GYE Corp. Thursday, 03 November 2011

The addiction is often a sign that we are missing some of the most basic principles of what it means to be a human being, created in the image of Hashem. Even animals don’t abuse their desires and fall into addictions. In these areas, we have fallen even lower than animals.

Although it may be hard to admit this, the emotional maturity of an addict can often be at the level of a two year old. When we don’t get what we want, we feel like crying, kicking and screaming. We never learned how to deal properly with pain, anxiety, resentment, stress or anger. We have always used the addiction to hide inside ourselves, and we refrained from mature emotional interaction with others. While our peers were growing up and learning about life from the world around them, we were zoning out into our fantasy worlds of self-pleasure and escape. And so we often remained as emotionally immature as a little child.

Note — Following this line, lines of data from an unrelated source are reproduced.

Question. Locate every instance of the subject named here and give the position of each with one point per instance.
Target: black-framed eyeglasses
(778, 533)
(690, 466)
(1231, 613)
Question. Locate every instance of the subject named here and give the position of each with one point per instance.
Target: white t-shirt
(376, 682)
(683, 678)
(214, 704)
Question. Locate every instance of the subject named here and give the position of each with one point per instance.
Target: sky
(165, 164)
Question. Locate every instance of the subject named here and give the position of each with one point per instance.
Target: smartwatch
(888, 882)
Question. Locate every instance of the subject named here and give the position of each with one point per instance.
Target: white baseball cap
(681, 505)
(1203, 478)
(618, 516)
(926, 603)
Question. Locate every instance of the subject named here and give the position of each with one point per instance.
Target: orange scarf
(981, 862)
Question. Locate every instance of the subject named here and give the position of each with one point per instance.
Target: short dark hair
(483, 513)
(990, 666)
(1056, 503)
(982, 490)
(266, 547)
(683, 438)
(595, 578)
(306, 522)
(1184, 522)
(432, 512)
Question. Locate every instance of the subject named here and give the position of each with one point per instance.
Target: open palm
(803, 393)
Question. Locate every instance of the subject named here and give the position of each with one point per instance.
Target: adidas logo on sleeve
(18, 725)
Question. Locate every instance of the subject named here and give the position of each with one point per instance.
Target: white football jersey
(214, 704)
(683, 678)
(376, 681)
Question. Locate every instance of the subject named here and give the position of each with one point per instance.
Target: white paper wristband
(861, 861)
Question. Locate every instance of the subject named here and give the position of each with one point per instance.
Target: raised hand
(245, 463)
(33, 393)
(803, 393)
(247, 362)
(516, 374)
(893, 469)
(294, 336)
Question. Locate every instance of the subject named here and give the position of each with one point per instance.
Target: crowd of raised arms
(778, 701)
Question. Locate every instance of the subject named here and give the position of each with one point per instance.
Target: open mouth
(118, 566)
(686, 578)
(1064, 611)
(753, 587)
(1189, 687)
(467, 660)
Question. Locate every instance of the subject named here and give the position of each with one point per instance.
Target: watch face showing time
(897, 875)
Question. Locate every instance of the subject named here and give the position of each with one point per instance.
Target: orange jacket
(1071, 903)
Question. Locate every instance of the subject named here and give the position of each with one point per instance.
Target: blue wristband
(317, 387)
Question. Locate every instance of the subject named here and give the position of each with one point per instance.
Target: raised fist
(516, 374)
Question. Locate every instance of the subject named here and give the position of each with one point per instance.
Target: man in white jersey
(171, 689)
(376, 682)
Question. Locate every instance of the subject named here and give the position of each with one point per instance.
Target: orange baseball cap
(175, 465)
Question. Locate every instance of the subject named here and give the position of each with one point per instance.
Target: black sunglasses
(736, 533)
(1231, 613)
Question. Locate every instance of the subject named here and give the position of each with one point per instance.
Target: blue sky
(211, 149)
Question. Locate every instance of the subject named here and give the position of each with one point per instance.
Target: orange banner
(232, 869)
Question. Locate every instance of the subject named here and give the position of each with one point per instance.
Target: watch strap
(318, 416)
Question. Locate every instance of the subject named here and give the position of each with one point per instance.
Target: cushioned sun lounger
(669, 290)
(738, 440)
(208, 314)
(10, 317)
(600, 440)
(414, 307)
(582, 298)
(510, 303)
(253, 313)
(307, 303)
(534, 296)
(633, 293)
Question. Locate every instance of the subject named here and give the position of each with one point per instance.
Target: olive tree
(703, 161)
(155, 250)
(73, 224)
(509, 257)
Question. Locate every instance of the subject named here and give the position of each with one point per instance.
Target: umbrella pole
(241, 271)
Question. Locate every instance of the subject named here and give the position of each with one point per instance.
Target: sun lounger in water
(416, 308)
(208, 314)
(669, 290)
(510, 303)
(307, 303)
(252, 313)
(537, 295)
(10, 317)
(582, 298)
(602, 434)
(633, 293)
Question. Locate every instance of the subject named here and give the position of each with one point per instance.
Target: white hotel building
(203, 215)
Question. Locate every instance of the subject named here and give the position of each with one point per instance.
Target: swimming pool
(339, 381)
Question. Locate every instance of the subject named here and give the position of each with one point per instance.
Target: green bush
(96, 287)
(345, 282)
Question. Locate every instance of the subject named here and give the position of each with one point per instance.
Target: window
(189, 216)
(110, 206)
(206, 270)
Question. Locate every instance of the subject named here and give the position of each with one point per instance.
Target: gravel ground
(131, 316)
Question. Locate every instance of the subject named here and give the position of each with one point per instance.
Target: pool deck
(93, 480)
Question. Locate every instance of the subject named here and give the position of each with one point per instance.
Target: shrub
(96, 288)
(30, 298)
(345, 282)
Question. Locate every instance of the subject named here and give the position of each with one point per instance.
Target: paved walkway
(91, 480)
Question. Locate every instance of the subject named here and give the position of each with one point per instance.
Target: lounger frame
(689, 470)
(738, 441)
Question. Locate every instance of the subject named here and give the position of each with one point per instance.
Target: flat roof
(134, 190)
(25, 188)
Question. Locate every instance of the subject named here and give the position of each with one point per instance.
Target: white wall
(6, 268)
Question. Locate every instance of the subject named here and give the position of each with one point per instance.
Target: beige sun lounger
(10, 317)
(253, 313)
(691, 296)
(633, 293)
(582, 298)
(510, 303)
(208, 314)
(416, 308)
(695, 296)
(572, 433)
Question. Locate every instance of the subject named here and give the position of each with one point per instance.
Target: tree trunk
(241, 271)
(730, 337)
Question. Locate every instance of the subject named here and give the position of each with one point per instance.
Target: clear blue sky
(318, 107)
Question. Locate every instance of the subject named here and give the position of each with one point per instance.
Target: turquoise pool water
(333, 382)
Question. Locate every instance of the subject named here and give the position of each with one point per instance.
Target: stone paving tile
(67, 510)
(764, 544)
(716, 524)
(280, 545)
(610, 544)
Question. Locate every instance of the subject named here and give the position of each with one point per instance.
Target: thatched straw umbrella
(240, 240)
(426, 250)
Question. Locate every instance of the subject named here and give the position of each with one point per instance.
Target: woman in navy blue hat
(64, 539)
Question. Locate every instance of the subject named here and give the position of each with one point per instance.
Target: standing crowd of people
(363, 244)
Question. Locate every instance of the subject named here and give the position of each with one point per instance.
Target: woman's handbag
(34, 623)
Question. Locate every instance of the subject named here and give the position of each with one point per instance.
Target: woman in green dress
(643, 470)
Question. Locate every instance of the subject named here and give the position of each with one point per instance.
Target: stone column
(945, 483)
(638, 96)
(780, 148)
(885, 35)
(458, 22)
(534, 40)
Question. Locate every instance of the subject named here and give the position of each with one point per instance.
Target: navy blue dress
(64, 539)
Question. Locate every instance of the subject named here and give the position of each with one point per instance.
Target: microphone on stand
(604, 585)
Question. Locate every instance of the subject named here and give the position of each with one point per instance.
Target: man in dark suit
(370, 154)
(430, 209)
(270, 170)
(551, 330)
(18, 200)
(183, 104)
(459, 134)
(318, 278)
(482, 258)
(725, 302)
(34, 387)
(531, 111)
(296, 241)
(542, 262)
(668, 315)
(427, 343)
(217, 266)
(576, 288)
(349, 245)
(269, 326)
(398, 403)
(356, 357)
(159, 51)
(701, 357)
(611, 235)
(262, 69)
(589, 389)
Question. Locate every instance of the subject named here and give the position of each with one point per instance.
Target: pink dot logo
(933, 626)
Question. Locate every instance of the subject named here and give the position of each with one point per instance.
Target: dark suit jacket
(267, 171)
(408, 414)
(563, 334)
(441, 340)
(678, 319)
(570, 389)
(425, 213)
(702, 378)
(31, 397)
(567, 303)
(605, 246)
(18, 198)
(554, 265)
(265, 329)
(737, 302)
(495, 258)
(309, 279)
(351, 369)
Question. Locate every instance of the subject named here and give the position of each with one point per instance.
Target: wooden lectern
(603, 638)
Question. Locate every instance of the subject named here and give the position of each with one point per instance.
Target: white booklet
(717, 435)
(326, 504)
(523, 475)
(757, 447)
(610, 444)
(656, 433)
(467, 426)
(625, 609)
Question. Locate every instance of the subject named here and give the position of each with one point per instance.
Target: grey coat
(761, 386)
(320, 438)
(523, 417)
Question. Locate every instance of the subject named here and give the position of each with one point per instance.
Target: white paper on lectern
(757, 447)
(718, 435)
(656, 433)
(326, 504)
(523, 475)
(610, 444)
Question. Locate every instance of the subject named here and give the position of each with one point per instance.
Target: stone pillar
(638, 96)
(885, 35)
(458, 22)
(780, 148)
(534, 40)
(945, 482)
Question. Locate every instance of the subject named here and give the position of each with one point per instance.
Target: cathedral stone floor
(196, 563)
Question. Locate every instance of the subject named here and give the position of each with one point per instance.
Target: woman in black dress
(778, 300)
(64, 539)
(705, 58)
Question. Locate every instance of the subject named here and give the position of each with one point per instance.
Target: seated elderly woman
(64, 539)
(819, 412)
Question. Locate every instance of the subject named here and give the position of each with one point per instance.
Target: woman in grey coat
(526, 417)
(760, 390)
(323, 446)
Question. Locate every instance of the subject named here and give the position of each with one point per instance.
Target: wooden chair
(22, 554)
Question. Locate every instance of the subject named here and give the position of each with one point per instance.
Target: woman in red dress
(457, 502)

In order to really begin to heal at the source, we must learn the most basic moral principles again from scratch. Fundamentals such as rigorous honesty in all our affairs, an honest personal accounting, complete trust in Hashem, true humility, and a sincere willingness to make amends with those we have harmed, and to surrender our will to Hashem. These principles are so basic, that even the non-Jewish drunks of AA are able to relate to them, and by working through a program of these principles (The 12-Steps) they often succeed in turning their entire lives around and becoming “Men of G-d.” Besides for step 1, the 12-Steps don’t even mention the addiction (drinking, acting out or whatever the addiction may be). The steps are all about learning how to think right and to live right.


Rabbi Twerski once wrote as follows about someone who was convinced he could never give up these behaviors:

His conviction that he cannot overcome the addiction is the addiction talking to him, saying, “Give up the fight, it’s useless. You’ll never succeed, so why put yourself through the misery.” Other than just try to stop, what has this young man done to make essential changes in his character? That’s where one should begin.

I attended an AA meeting where the speaker was celebrating his 20th year of sobriety. He began by saying, “The man I once was, drank. And the man I once was, will drink again” (but the man I am today, will not). Alcoholics who have not had a drink for many years but have not overhauled their character are “dry drunks” and will often drink again. The same is true for this addiction.

How does one become a different person? By working diligently on improving one’s character traits. Learning how to manage anger, to rid oneself of resentments, to overcome hate, to be humble, to be considerate of others, to be absolutely honest in all one’s affairs, to admit being wrong, to overcome envy, to be diligent and overcome procrastination. In short, one should take the Orchos Tzaddikim (I’m sure it’s available in English), and go down the list of character traits, strengthening the good one’s and trying to eliminate the bad ones. This does not happen quickly. When one has transformed one’s character and has become a different person, one will find that this “new person” can accomplish things that the old person could not.